" Séisme " pour le crime organisé après le démantèlement d'un réseau crypté mondial

Démantèlement d’un réseau de communications cryptées utilisé par les autorités franco-néerlandaises

Démantèlement d’un réseau de communications cryptées utilisé par les autorités franco-néerlandaises

Un "séisme" pour le crime organisé, avec plus de 800 arrestations. Au menu de ces discussions des sujets tels que le trafic de drogue, le blanchiment d'argent, des enlèvements et même la préparation d'assassinats. Cette opération conjointe a conduit à de "multiples arrestations" dans plusieurs pays européens et empêché que ne soient perpétrés de nombreux actes criminels, ont-elles expliqué lors d'une conférence de presse à La Haye (Pays-Bas), au siège d'Eurojust, l'organisme de coopération judiciaire entre pays européens.

"On a utilisé le fait que les criminels font confiance aveuglément à la crypto-communication et parlent librement", a indiqué Andy Kraag, responsable de la division criminelle de la police néerlandaise.
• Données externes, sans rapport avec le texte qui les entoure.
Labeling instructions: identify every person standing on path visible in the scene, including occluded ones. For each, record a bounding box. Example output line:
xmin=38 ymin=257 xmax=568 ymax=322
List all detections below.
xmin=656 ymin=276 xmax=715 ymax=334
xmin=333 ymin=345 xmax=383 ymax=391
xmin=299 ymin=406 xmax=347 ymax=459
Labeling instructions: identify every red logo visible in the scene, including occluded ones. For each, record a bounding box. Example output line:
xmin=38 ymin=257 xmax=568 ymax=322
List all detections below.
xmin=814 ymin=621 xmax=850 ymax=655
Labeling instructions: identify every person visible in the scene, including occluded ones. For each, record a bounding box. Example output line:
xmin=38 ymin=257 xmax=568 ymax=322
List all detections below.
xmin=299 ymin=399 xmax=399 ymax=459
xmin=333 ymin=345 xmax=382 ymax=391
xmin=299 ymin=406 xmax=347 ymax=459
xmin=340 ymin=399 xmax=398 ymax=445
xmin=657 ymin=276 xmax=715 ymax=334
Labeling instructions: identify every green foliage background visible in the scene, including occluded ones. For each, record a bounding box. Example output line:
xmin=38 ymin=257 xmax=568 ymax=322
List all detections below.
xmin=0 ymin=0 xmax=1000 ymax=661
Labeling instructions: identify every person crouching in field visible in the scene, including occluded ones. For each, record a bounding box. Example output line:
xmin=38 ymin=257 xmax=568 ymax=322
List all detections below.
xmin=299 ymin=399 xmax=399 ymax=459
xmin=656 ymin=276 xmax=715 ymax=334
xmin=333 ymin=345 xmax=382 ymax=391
A l'origine de cette vaste opération, la gendarmerie française, qui est parvenue dès 2017 à briser le cryptage de cette solution de communication chiffrée, qui était notamment mise en œuvre depuis des serveurs installés dans l'Hexagone. Il garantissait un "anonymat total" et une parfaite "impunité" à ses clients, même en cas d'arrestation.
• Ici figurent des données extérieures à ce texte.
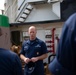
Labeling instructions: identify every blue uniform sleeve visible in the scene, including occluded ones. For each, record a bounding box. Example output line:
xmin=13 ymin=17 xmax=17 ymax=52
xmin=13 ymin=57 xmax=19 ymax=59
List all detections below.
xmin=41 ymin=42 xmax=48 ymax=54
xmin=14 ymin=55 xmax=23 ymax=75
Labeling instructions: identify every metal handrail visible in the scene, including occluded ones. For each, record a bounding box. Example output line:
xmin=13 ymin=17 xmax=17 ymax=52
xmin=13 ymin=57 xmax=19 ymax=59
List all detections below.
xmin=18 ymin=0 xmax=25 ymax=10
Chaque appareil était entièrement modifié, la société retirant généralement les micros, caméras et systèmes GPS. Les smartphones EncroChat étaient vendus pour 1 000 € environ, prix auquel il faut rajouter 1 500 € d'abonnement pour six mois. Selon les autorités, la quasi-totalité des clients d'EncroChat (de 90% à 100%) est liée au crime organisé. Pour pénétrer le réseau EncroChat, un outil de hack a été développé, sobrement officiellement qualifié de "dispositif technique " ayant permis d'accéder aux communications de façon non chiffrée, déployé par le service central de renseignement criminel de la Gendarmerie Nationale, et dont la conception aussi bien que le fonctionnement sont couverts par le secret défense.

EncroChat récupérait ces téléphones bon marché, et y installait ses propres programmes de chiffrement et de messageries sécurisées.

Sous l'autorité du parquet de la Juridiction interrégionale spécialisée de Lille, une information judiciaire a été ouverte le 28 mai dernier. Ces derniers mois, l'enquête conjointe franco-néerlandaise a permis d'intercepter et de déchiffrer en temps réel, à leur insu, "plus de 100 millions de messages" échangés via EncroChat entre criminels à travers le monde.

Des clients tous liés au crime organiséCette intrusion d'envergure a pris fin le 13 juin lorsque le réseau s'est rendu compte, selon un message "d'alerte" adressé à tous ses clients, qu'il avait été "infiltré illégalement" par des "entités gouvernementales" et leur a alors conseillé de se débarrasser "immédiatement" de leurs téléphones.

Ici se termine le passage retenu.